Thursday, January 29, 2009
Hamas: Shalit in exchange for prisoners
Head of Hamas delegation to Cairo responds to PM Ehud Olmert's position that Gaza border crossings only if significant progress is made in negotiations to return kidnapped soldier Gilad Shalit: 'If Israel wants Shalit, it must pay price'
Hamas rejected Wednesday the Israeli truce proposal, with particular opposition to Prime Minister Ehud Olmert's demand that it be conditioned on headway made in negotiations to bring home kidnapped soldier Gilad Shalit and the opening of Gaza border crossings.. A member of the Hamas delegation to Cairo, Salah al-Bardawil made it clear to the Egyptian mediators that his organization rejects the Israeli proposal for a truce on the grounds that Israel would like to establish a 500-yard security corridor in the Gaza Strip, and on the issue of Gilad Shalit.

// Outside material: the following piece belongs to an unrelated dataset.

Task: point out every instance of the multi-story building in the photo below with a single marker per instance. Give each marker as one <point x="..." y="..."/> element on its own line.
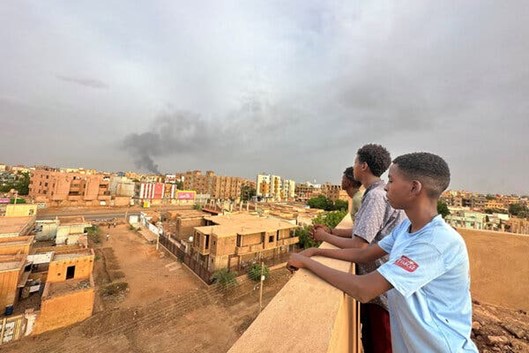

Bardawil said on the Shalit issue, the ball is in Israel's court. "The demands are known and the price is known," he said. "It is no secret that there are 11,000 Palestinian prisoners sitting in Israeli prisons. No tie shall be made between the truce and Shalit. If Israel wants to see him released, it must pay the rightful and asked price."
The Hamas delegate added that Hamas does not believe that it lost the war and that Israel is the party trying to paint itself as a victor. "Did they defeat women and children? They did not damage the motivation of the resistance. This is the basis on which we are negotiating, both on the truce and on releasing Shalit," he clarified.
According to him, Hamas will not consider creating a security zone in the Strip. "The Israelis will use this area as an excuse to kill anyone who comes close it, even if they are farmers and innocent civilians, claiming that they are members of the resistance organizations," Bardawil explained.
Bardawil claimed that Israel needs the truce more than Hamas does, but added that his organization has shown considerable flexibility in Cairo and will draft a response to each of the issues on the table in the coming days.